Teaching AI to Explain ‘How To’

Author: Denis Avetisyan

Researchers are developing new methods to help artificial intelligence generate clearer, more logically structured explanations of procedural skills, moving beyond simple step-by-step instructions.

An architecture for AI coaching-instantiated with Ivy within Ed Lessons to foster procedural skill acquisition-demonstrates how a system leverages symbolic control through TMK models to generate responsive guidance, acknowledging that such a framework isn’t built, but rather cultivated through emergent interactions.

A novel symbolic-LLM hybrid architecture improves the causal reasoning and pedagogical alignment of AI-generated explanations for procedural skills using constrained generation and TMK models.

While large language models excel at fluent text generation, they often struggle to convey the underlying causal and compositional logic crucial for effective procedural skill learning. This limitation motivates the research presented in ‘Improving Procedural Skill Explanations via Constrained Generation: A Symbolic-LLM Hybrid Architecture’, which introduces Ivy, a novel AI coaching system. By integrating symbolic Task-Method-Knowledge (TMK) models with a constrained generative LLM, Ivy delivers structured explanations demonstrating improved inferential quality across dimensions of causal reasoning and problem decomposition. Could this hybrid approach unlock more pedagogically sound and scalable AI for educational applications beyond procedural skill instruction?

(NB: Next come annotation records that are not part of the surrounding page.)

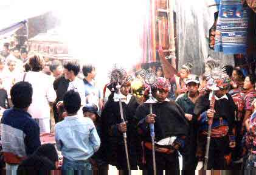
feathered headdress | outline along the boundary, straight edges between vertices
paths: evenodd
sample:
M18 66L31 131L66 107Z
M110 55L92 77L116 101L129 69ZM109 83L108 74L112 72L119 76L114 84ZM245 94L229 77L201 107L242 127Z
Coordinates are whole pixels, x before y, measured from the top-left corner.
M110 83L125 85L131 81L132 77L128 75L125 69L115 64L108 74Z
M170 83L168 80L163 77L157 77L151 69L150 68L147 70L144 70L140 76L144 80L145 84L148 88L150 86L153 89L170 91Z

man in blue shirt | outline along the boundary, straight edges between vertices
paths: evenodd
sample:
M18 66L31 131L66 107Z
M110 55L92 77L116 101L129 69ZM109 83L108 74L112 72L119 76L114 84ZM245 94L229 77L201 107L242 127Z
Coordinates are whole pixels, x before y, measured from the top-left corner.
M86 103L94 103L100 111L103 102L100 92L95 84L94 78L96 76L96 69L91 64L84 65L83 74L85 76L83 80L85 89Z
M64 95L67 116L55 126L57 149L63 156L63 170L91 170L89 159L100 148L100 140L92 120L78 116L81 106L79 94L74 90Z
M28 82L19 82L11 89L13 108L4 111L1 123L2 151L7 170L16 170L21 161L41 145L40 129L27 112L33 89Z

The Illusion of Understanding: Beyond Pattern Matching

Large language models demonstrate remarkable proficiency in identifying and replicating patterns within data, enabling them to generate text, translate languages, and even compose different kinds of creative content. However, this strength in pattern recognition doesn’t necessarily translate to genuine understanding or the ability to perform robust, step-by-step reasoning. These models frequently falter when confronted with tasks demanding causal inference – determining why something happens, not just that it happens – or complex problem-solving that requires breaking down a challenge into logical, sequential steps. While scaling up model size can improve performance to a degree, it often amplifies existing biases and doesn’t address the fundamental limitation of lacking an internal framework for representing and manipulating knowledge in a truly reasoned manner. This suggests that simply processing more data isn’t enough; a new architectural approach is needed to imbue these models with the capacity for reliable, explainable, and adaptable reasoning.

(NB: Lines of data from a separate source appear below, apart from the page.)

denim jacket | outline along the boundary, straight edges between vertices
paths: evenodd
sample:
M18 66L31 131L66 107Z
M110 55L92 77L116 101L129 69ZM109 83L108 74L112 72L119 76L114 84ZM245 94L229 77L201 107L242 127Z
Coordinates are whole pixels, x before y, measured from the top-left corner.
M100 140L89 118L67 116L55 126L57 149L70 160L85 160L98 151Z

Current large language models, despite their impressive capabilities, frequently encounter limitations when tackling problems requiring systematic reasoning and understanding of cause-and-effect relationships. Simply increasing the size of these models – a strategy known as scaling – yields diminishing returns because it doesn’t address the fundamental issue: a lack of structured knowledge representation. Researchers posit that true progress demands a departure from purely statistical pattern matching towards architectures that incorporate explicit, symbolic representations of concepts and their relationships. This shift necessitates moving beyond models that primarily associate information to systems that can actively manipulate and reason with knowledge, mirroring the way humans build mental models to solve complex problems and enabling a more robust and generalizable approach to artificial intelligence.

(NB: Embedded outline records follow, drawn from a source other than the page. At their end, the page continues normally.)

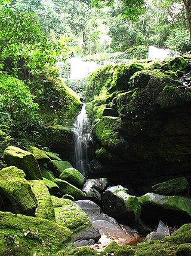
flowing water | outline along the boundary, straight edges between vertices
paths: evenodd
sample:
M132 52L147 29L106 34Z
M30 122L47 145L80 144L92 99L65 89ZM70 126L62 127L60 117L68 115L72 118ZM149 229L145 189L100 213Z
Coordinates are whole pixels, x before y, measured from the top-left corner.
M172 53L169 49L157 48L155 46L149 46L148 59L156 59L162 61L165 58L172 56Z
M87 162L87 145L90 140L90 134L87 133L87 115L86 104L84 104L82 110L77 116L74 124L74 149L73 165L82 174L85 174Z

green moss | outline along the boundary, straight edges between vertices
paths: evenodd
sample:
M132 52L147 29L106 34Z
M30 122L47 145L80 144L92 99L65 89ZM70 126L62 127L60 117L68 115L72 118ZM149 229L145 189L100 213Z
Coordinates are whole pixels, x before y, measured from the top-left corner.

Knowledge as Architecture: The TMK Framework

Task-Method-Knowledge (TMK) models represent skills by structuring them into three core components: tasks, methods, and knowledge. A task defines a specific goal to be achieved. A method outlines the sequence of steps, or sub-tasks, required to accomplish that goal. Finally, knowledge encompasses the information and resources necessary to execute each step within a method. This decomposition allows complex skills to be broken down into manageable, discrete units, facilitating both representation and automated execution. By explicitly defining the relationship between goals, procedures, and information, TMK provides a formalized framework for skill representation that goes beyond simple procedural lists.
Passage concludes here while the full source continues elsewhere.